The definition of a Southern gentleman is, and I use his eloquent words,  “The true Southern Gentlemen is as follows:  A devout man of faith.  Full of love. He loves his wife and children. He cares deeply for them. Is involved with them and shows his affection thru his interactions with them. He goes to his girls dance rehearsals and etc. The boys baseball and football games. All the various activities children have in their lives he does his best to be at and to show his support. He stands by and cherishes his wife. He is faithful and loving. Kind and caring. He helps in any way he can.  He’s an outdoors man.  He smells of gun oil, tobacco, and brown liquor.  He is well dressed. This does not mean the most expensive clothes or accessories. This means he dresses appropriately for where he is.  He has a sense of history and place. He may not live in the town of his birth anymore but he identifies strongly with it.  The Southern Gentlemen is becoming a thing of the past. Kept alive by only a few. You can find them on Sunday’s in the local church. Sitting quietly with their families. Everyone neatly dressed and in line. He’s loved by those who take the time to get to know him. Respected and admired. A pillar of the community.”  I have found that the basic characteristics are “moderation, self control, duty, sincerity, consideration of others, courage, special regard for ladies, courtesy and Honor.” 

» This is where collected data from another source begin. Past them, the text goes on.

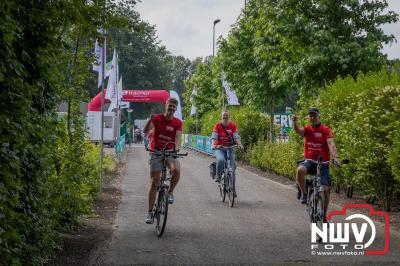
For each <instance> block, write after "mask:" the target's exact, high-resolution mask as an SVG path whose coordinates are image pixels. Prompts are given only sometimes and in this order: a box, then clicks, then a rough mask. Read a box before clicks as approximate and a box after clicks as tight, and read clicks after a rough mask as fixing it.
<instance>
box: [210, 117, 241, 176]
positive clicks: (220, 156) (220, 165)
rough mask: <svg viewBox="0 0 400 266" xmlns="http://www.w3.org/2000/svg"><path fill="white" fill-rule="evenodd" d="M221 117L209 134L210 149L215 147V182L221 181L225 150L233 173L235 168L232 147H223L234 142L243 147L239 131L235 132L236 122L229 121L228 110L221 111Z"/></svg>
mask: <svg viewBox="0 0 400 266" xmlns="http://www.w3.org/2000/svg"><path fill="white" fill-rule="evenodd" d="M221 117H222V121H221V122H218V123H217V124H215V125H214V129H213V133H212V135H211V147H212V149H215V158H216V161H217V174H216V177H215V181H216V182H220V181H221V176H222V173H223V171H224V166H225V161H226V157H227V152H229V157H230V163H231V166H232V171H233V173H235V169H236V163H235V153H234V151H233V149H224V148H223V147H230V146H233V145H234V144H238V145H239V148H240V149H242V148H243V145H242V143H241V140H240V136H239V133H238V132H237V127H236V124H235V123H233V122H230V121H229V113H228V111H223V112H222V114H221Z"/></svg>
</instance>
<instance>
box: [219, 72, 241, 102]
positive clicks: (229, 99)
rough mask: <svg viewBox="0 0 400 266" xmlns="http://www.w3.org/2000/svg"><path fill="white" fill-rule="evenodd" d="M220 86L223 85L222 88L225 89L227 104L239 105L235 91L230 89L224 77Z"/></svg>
mask: <svg viewBox="0 0 400 266" xmlns="http://www.w3.org/2000/svg"><path fill="white" fill-rule="evenodd" d="M222 87H224V89H225V93H226V98H227V100H228V104H229V105H240V104H239V99H238V98H237V96H236V92H235V91H234V90H231V88H230V86H229V83H228V81H226V80H225V79H224V78H223V79H222Z"/></svg>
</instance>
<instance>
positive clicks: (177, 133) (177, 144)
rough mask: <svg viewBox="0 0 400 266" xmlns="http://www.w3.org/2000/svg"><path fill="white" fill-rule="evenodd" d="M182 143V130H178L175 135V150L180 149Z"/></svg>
mask: <svg viewBox="0 0 400 266" xmlns="http://www.w3.org/2000/svg"><path fill="white" fill-rule="evenodd" d="M181 143H182V131H176V135H175V150H177V151H178V150H180V148H181Z"/></svg>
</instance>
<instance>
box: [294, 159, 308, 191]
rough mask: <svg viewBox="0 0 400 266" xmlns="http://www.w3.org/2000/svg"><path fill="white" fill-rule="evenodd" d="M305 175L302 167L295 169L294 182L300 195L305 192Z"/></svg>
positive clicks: (306, 173)
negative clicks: (294, 175)
mask: <svg viewBox="0 0 400 266" xmlns="http://www.w3.org/2000/svg"><path fill="white" fill-rule="evenodd" d="M306 175H307V168H306V167H305V166H304V165H299V167H297V175H296V180H297V184H298V185H299V187H300V190H301V192H302V193H306V192H307V188H306Z"/></svg>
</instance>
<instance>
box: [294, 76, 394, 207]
mask: <svg viewBox="0 0 400 266" xmlns="http://www.w3.org/2000/svg"><path fill="white" fill-rule="evenodd" d="M306 102H307V101H304V102H303V106H304V107H303V108H302V112H301V113H302V114H305V113H306V110H307V108H308V107H309V106H311V105H313V106H316V107H318V108H320V111H321V116H322V119H323V121H324V122H325V123H327V124H328V125H330V126H331V127H332V128H333V131H334V135H335V143H336V146H337V147H338V150H339V155H340V157H341V158H349V159H350V160H351V164H350V165H348V166H346V167H343V171H344V173H345V176H346V178H344V179H343V178H339V177H336V176H335V177H334V178H335V181H336V182H340V183H342V182H344V183H345V184H347V185H355V186H357V187H360V188H362V189H363V190H364V191H365V193H366V194H367V195H369V196H376V197H378V199H379V200H380V202H381V204H382V205H383V206H384V208H385V209H386V210H390V207H391V202H392V197H393V193H394V192H395V190H396V189H397V186H398V184H399V179H400V178H399V172H398V168H399V162H400V160H399V149H400V142H399V135H400V132H399V131H400V124H399V123H400V122H399V121H400V78H399V74H398V72H397V71H394V72H392V73H390V74H388V73H387V71H386V69H384V70H382V71H380V72H377V73H370V74H366V75H359V76H358V78H357V81H355V80H353V79H352V78H345V79H338V80H337V81H336V82H335V83H333V84H331V85H329V86H327V87H326V88H325V89H324V90H322V91H321V92H320V95H319V96H318V98H317V99H314V100H311V101H308V104H305V103H306Z"/></svg>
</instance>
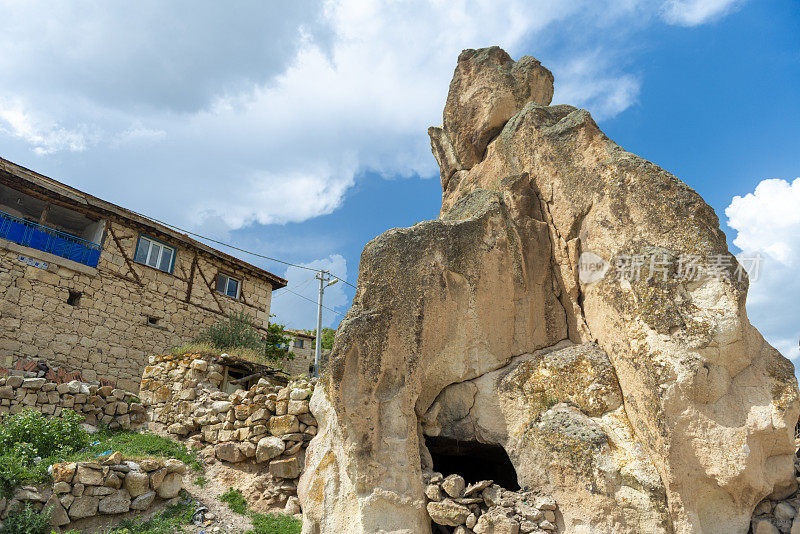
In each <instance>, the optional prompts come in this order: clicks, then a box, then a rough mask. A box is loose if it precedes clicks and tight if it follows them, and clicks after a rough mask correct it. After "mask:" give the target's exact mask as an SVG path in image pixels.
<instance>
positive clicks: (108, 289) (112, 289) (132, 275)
mask: <svg viewBox="0 0 800 534" xmlns="http://www.w3.org/2000/svg"><path fill="white" fill-rule="evenodd" d="M139 234H140V230H139V229H136V228H132V227H127V226H125V225H122V224H118V223H110V224H109V225H108V229H107V237H106V240H105V243H104V245H103V251H102V253H101V255H100V262H99V264H98V267H97V269H92V268H90V267H86V266H83V265H79V264H76V263H74V262H70V261H68V260H63V259H58V258H56V257H52V258H49V257H45V256H50V255H47V254H45V253H41V252H39V251H36V250H33V249H27V248H25V247H19V246H18V245H14V244H13V243H8V242H6V241H5V240H0V366H3V367H9V368H10V367H12V366H13V364H14V362H15V361H16V359H18V358H20V357H24V358H31V359H36V360H44V361H46V362H48V363H50V364H51V365H54V366H57V367H64V368H66V369H68V370H69V371H78V372H80V373H81V375H82V376H83V378H84V379H85V380H89V381H94V380H98V379H99V378H101V377H102V378H109V379H114V380H115V381H116V382H117V385H118V386H119V387H121V388H123V389H128V390H135V389H136V388H138V386H139V380H140V379H141V375H142V371H143V369H144V367H145V365H146V364H147V355H148V354H154V353H158V352H163V351H165V350H168V349H169V348H171V347H174V346H178V345H181V344H183V343H186V342H188V341H191V340H193V339H194V338H195V337H196V336H197V335H198V333H199V332H200V331H201V330H202V329H203V328H205V327H206V326H208V325H210V324H212V323H214V322H216V321H218V320H220V319H221V318H224V317H225V316H226V315H227V314H229V313H231V312H238V311H244V312H246V313H249V314H250V315H251V316H252V317H253V318H254V320H255V322H256V324H259V325H266V324H267V322H268V319H269V317H268V313H269V306H270V300H271V294H272V287H271V285H270V284H269V282H267V281H266V280H262V279H259V278H256V277H255V276H253V275H251V274H249V273H246V272H243V271H242V270H240V269H236V268H234V267H233V266H232V265H228V264H224V263H223V262H222V261H221V260H216V259H214V258H213V257H211V256H207V255H203V254H199V253H196V252H194V251H192V250H190V249H188V248H184V247H180V246H177V249H176V258H175V267H174V270H173V273H167V272H163V271H159V270H157V269H153V268H151V267H148V266H145V265H141V264H139V263H135V262H133V260H132V258H133V256H134V253H135V250H136V244H137V241H138V239H139ZM156 237H158V236H156ZM164 240H165V241H167V242H168V243H169V244H172V245H177V243H170V242H169V240H168V239H164ZM20 256H23V257H30V258H34V259H37V260H40V263H42V261H44V264H45V265H46V266H47V267H46V268H45V269H42V268H38V267H36V266H32V265H29V264H28V263H25V262H24V261H22V260H21V259H20ZM220 271H223V272H224V273H226V274H228V275H230V276H233V277H236V278H238V279H239V280H241V281H242V286H241V297H240V298H239V299H233V298H230V297H227V296H225V295H221V294H219V293H217V292H215V291H214V290H213V287H212V285H213V283H214V280H215V277H216V275H217V273H218V272H220Z"/></svg>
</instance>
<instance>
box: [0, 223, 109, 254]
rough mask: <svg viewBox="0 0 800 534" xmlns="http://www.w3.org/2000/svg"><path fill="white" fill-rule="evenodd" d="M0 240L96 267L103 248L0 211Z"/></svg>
mask: <svg viewBox="0 0 800 534" xmlns="http://www.w3.org/2000/svg"><path fill="white" fill-rule="evenodd" d="M0 237H2V238H3V239H8V240H9V241H13V242H14V243H19V244H20V245H23V246H26V247H30V248H34V249H36V250H42V251H44V252H49V253H50V254H55V255H56V256H60V257H62V258H66V259H68V260H72V261H76V262H78V263H82V264H83V265H88V266H89V267H97V262H98V261H99V260H100V251H101V250H102V247H101V246H100V245H98V244H97V243H92V242H91V241H86V240H85V239H81V238H80V237H75V236H74V235H70V234H67V233H64V232H60V231H58V230H55V229H53V228H49V227H47V226H43V225H41V224H37V223H34V222H30V221H26V220H24V219H20V218H19V217H14V216H13V215H9V214H8V213H4V212H2V211H0Z"/></svg>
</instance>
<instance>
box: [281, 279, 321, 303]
mask: <svg viewBox="0 0 800 534" xmlns="http://www.w3.org/2000/svg"><path fill="white" fill-rule="evenodd" d="M312 280H314V277H313V276H312V277H311V278H309V279H308V280H303V281H302V282H300V283H298V285H296V286H294V288H295V289H296V290H297V291H300V290H301V289H303V288H304V287H306V286H307V285H308V284H309V282H311V281H312ZM275 291H280V290H279V289H276V290H275ZM285 294H286V293H278V294H277V295H275V296H274V297H272V300H275V299H276V298H278V297H280V296H281V295H285Z"/></svg>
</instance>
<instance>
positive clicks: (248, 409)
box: [139, 355, 317, 505]
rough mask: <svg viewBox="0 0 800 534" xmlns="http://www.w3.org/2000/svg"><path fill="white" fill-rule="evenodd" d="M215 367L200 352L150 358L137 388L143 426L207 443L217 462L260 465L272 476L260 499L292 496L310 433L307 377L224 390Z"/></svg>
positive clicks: (296, 480) (185, 438) (314, 424)
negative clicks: (139, 396) (183, 354)
mask: <svg viewBox="0 0 800 534" xmlns="http://www.w3.org/2000/svg"><path fill="white" fill-rule="evenodd" d="M223 371H224V369H223V366H222V365H221V364H219V363H215V361H214V359H213V358H210V357H208V356H200V355H184V356H174V355H162V356H155V357H151V359H150V365H149V366H147V367H146V368H145V371H144V374H143V376H142V385H141V390H140V393H139V394H140V397H141V399H142V403H143V405H144V406H145V408H146V409H147V412H148V415H149V419H150V421H151V422H150V425H151V427H152V429H153V430H155V431H157V432H158V431H165V432H167V433H170V434H173V435H174V436H176V437H179V438H182V439H187V440H189V442H190V445H191V446H192V447H193V448H196V449H202V448H208V447H213V453H214V456H215V457H216V458H217V459H218V460H221V461H224V462H230V463H240V462H255V463H258V464H262V465H264V466H265V467H266V471H267V472H268V474H269V475H270V476H271V478H272V479H273V480H274V482H275V483H274V484H270V485H268V487H265V488H264V492H265V493H270V492H271V495H268V496H267V497H266V499H267V500H268V501H270V504H273V503H277V504H280V505H283V504H284V503H286V502H287V501H288V500H290V499H293V498H294V497H295V496H296V491H297V479H298V478H299V477H300V474H301V472H302V468H303V465H304V459H305V449H306V447H307V446H308V442H309V441H311V439H312V438H313V437H314V436H315V435H316V434H317V421H316V419H315V418H314V416H313V415H311V413H310V412H309V405H308V403H309V399H310V397H311V394H312V392H313V384H314V382H313V381H310V380H307V379H305V378H297V379H294V380H292V381H289V383H288V384H280V383H275V382H272V381H270V380H268V379H266V378H261V379H260V380H259V381H258V383H256V384H255V385H253V386H252V387H250V388H249V389H246V390H245V389H241V390H239V391H236V392H234V393H230V394H228V393H225V392H223V391H221V390H220V385H221V383H222V381H223Z"/></svg>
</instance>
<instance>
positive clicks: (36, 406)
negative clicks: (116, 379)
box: [0, 375, 146, 429]
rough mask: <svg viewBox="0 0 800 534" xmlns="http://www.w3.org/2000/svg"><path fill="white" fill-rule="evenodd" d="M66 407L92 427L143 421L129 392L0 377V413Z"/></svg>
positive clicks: (110, 389) (46, 410)
mask: <svg viewBox="0 0 800 534" xmlns="http://www.w3.org/2000/svg"><path fill="white" fill-rule="evenodd" d="M65 409H69V410H73V411H75V412H76V413H77V414H78V415H81V416H83V417H84V420H85V422H86V423H87V424H90V425H92V426H99V425H103V426H108V427H109V428H124V429H130V428H135V427H138V426H141V425H142V424H143V423H144V422H145V418H146V412H145V409H144V407H143V406H142V404H141V403H140V402H139V399H138V398H137V397H136V396H135V395H134V394H133V393H130V392H127V391H124V390H122V389H117V388H113V387H111V386H102V387H101V386H97V385H94V384H86V383H83V382H78V381H77V380H73V381H71V382H64V383H61V384H56V383H55V382H50V381H47V380H46V379H44V378H33V377H27V378H26V377H25V376H20V375H12V376H8V377H0V414H2V413H6V414H7V413H11V414H15V413H18V412H21V411H23V410H34V411H37V412H41V413H43V414H45V415H52V416H58V415H61V412H62V410H65Z"/></svg>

 I have seen all of this in my friend.   I guess the reason I am writing this is to really thank him.  Every time I see him, talk to him or just see photos of him and his family, he makes me proud to call him a friend.   I am proud to consider myself “Southern” and I am blessed to have someone like him that I call Brother.  He is a personal Hero of mine and with events in my life, I read his words again and again and remind myself of how I need to be.  I know this has very little to do with fishing but I respect and appreciate all he did and still does for me.  His name is James Pressley and he is one of the TRUE Southern Gentlemen I know.  Thank You James, for EVERYTHING.